For the purposes of this opinion, we have examined copies of the following documents:

 

  1. the Prospectus;

 

  2. the Registration Statement;

 

  3. a copy of the Declaration of Trust of the Company (the “Articles”), as amended, restated or supplemented, if applicable, as certified by the Maryland State Department of Assessments and Taxation on March 28, 2005, and certified to us by the Executive Vice President, General Counsel and Secretary of the Company as being complete, accurate and in effect as of the date hereof;

 

  4. the Amended and Restated Bylaws of the Company, as amended, restated or supplemented, if applicable (the “Bylaws”), in the form certified to us by the Executive Vice President, General Counsel and Secretary of the Company as being complete, accurate and in effect as of the date hereof;

 

  5. the Registration Rights Agreement, dated as of February 1, 2005, by the Company and Francis O. Day, III;

 


Federal Realty Investment Trust

April 19, 2005

Page 2

 

  6. resolutions of the Board of Trustees of the Company (the “Resolutions”), as certified to us by the Executive Vice President, General Counsel and Secretary of the Company as being complete, accurate and in effect as of the date hereof;

 

  7. a certificate of the Secretary of the Company dated as of the date hereof; and

 

  8. such other documents, corporate records, certificates of public officials and other instruments as we have deemed necessary for the purposes of rendering this opinion.

 

In our examination of the aforesaid documents, we have assumed the legal capacity of all natural persons, the authority of all entities other than the Company, the genuineness of all signatures, the completeness and authenticity of all documents submitted to us as originals, and the conformity to original documents of all documents submitted to us as certified, telecopied, photostatic or reproduced copies.

 

Based upon, subject to and limited by the foregoing, we are of the opinion that the Shares have been validly issued by the Company, and are fully paid and nonassessable.

 

This opinion is limited to the laws of the United States and, except as provided below, the laws of the State of Maryland.

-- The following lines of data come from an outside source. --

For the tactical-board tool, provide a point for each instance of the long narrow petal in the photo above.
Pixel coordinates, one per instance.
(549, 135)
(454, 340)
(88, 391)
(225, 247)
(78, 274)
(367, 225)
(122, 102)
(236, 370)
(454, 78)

Our opinion is rendered only with respect to the laws and the rules, regulations and orders thereunder that are currently in effect. We assume no obligation to advise you of any changes in the foregoing subsequent to the delivery of this opinion. We express no opinion as to compliance with any state securities laws, including the securities laws of the State of Maryland. This opinion has been prepared for your use in connection with the filing of the Registration Statement.

 

We hereby consent to the filing of this opinion as an exhibit to the Registration Statement and to the use of our name in the Prospectus under the caption “Legal Matters.” The giving of this consent, however, does not constitute an admission that we are “experts” within the meaning of Section 11 of the Act or within the category of persons whose consent is required by Section 7 of the Act.